Some of the one liners made me laugh, and Leland and Walsh’s Keaton have a scene together that is very darkly funny in so many ways. I wouldn’t mind if this one got a modern update, yet for now I rather enjoyed this adaptation and I shall note that the title inspired Stranger Things. Plus that hilarious Rick and Morty episode. I will get to the book eventually, also.

Horrorfest 2015 Presents: Horns (2013, Alexandre Aja)


Imagine you are given the power to know what people are thinking. Sounds great, right? Well there is a catch: you have a pair of horns sticking out of your head, and the Devil has given you power to find out the truth. Someone killed your beloved and this is the only way to figure out the truth and clear your name. This is the basis for Horns, a dark horror comedy from the man who gave us The Hills Have Eyes and Piranha remakes.

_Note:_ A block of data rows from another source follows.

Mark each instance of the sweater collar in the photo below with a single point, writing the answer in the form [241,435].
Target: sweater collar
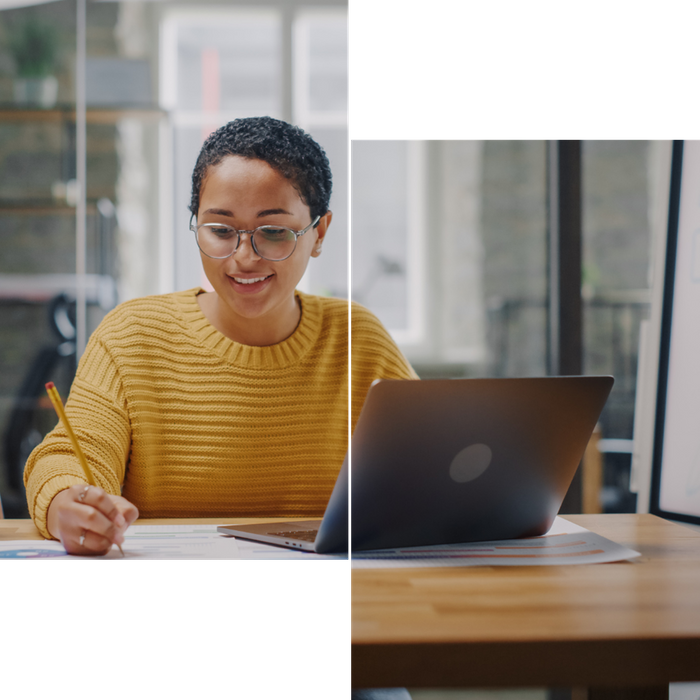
[280,355]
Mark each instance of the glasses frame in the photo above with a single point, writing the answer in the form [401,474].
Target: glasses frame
[194,228]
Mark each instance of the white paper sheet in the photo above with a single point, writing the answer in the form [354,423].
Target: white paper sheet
[166,543]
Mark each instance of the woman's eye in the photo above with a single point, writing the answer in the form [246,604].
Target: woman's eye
[221,231]
[276,234]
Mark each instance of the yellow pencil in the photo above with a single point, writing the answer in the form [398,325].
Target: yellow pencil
[58,405]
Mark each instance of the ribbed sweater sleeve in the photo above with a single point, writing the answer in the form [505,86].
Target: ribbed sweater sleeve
[184,422]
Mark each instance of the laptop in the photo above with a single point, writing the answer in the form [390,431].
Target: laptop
[441,461]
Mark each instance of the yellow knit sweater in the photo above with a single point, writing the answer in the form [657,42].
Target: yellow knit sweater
[187,423]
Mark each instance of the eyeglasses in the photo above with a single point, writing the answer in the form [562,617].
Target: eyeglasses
[269,242]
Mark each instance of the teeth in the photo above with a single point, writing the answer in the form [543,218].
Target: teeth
[251,281]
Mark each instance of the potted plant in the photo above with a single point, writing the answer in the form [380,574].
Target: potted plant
[34,46]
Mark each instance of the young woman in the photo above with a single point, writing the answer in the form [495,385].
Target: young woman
[235,403]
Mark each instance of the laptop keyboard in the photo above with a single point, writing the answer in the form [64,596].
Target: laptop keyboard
[305,535]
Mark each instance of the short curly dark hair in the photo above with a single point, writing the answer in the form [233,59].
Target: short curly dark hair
[287,148]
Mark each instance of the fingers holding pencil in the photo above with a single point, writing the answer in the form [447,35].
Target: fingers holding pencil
[89,521]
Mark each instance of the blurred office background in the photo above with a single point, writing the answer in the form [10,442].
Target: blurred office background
[450,249]
[159,76]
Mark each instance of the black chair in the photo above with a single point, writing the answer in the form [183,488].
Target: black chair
[32,414]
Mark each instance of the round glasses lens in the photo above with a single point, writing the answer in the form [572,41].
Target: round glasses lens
[271,242]
[274,243]
[216,241]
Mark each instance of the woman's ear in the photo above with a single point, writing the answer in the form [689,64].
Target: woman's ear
[321,228]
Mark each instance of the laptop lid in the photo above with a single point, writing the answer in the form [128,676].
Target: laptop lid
[464,460]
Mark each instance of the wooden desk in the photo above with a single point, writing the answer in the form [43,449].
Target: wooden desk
[608,627]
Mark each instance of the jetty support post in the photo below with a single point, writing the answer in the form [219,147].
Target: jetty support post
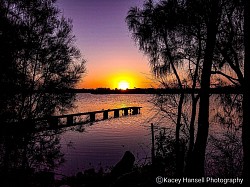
[125,111]
[92,116]
[70,120]
[116,113]
[53,121]
[105,114]
[135,110]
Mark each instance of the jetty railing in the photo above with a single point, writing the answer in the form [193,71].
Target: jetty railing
[54,121]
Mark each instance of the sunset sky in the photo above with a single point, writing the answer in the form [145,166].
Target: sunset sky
[105,42]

Daniel Radcliffe turns in an unexpected and powerful performance as Ig, a man accused of murdering his beloved. The film actually works better as a dark comedy than a horror film, yet it abandons most of the comedic elements midway through. Which is too bad, although the rest of the movie still works. I did like how Ig goes from being innocent to being consumed by revenge, as too many movies skip that aspect.

Overall though I feel a tad unsatisfied. I do want to read the book this film is based off of, and I hope that Radcliffe does more horror movies in the future. He seems to be quite good at starring in them, and I’m glad that he escaped the shadow of the Harry Potter films. Also Juno Temple as Merrin, the dead girlfriend, is lovely beyond belief-no wonder Ig fell in love with her. Aja, the film’s director appears to specialize in gory horror films with a aim towards a 70s style. I like his work so far although I haven’t seen his remake of Wes Craven’s 70s cult classic.

Horrorfest 2015 Presents: IT (1990, Tommy Lee Wallace)


All too many Stephen King adoptions don’t work out. Yet still there are ones that manage to at least properly tackle his material, IT being one of those adaptations that works rather well. Such a novel is immense and rather hard to tackle, especially considering the novel’s use of flashbacks, many which intercede with the present setting of the novel in the 1980s. And just like the novel the 1950s flashbacks work the best.

Oh and Tim Curry is wonderfully creepy as Pennywise, the villain of the piece. He has hilarious one liners and manages to even terrify in some parts. Particularly when poor grownup Bill recalls what happened to his brother Georgie. So much teeth…how they bite. Some of the adult versions of the young cast don’t quite fit with the novel’s descriptions of them, however. Especially John Ritter and Richard  Thomas, although both give quality performances. Also while I like Harry Anderson as Ritchie it oddly feels a bit too obvious of a casting pick. That said the rest of the cast is spot on, particularly with all of the young kids (Seth Green and Emily Perkins being notable standouts); also Annette O’ Toole is perfect as Beverly and Tim Reid is a great Mike.

Also they get Eddie right despite changing a few details. The second half isn’t as strong as the first, mostly since the kid actors play their parts with the utmost sincerity. Still I also enjoy the second half and naturally due to budget and length issues certain other aspects of the novel had to be cut. I wonder how the planned new version will work out, and I am hoping that it’s an improvement. Still I rather like and enjoy this slice of 1990s TV miniseries, a reminder of the days when such programs existed.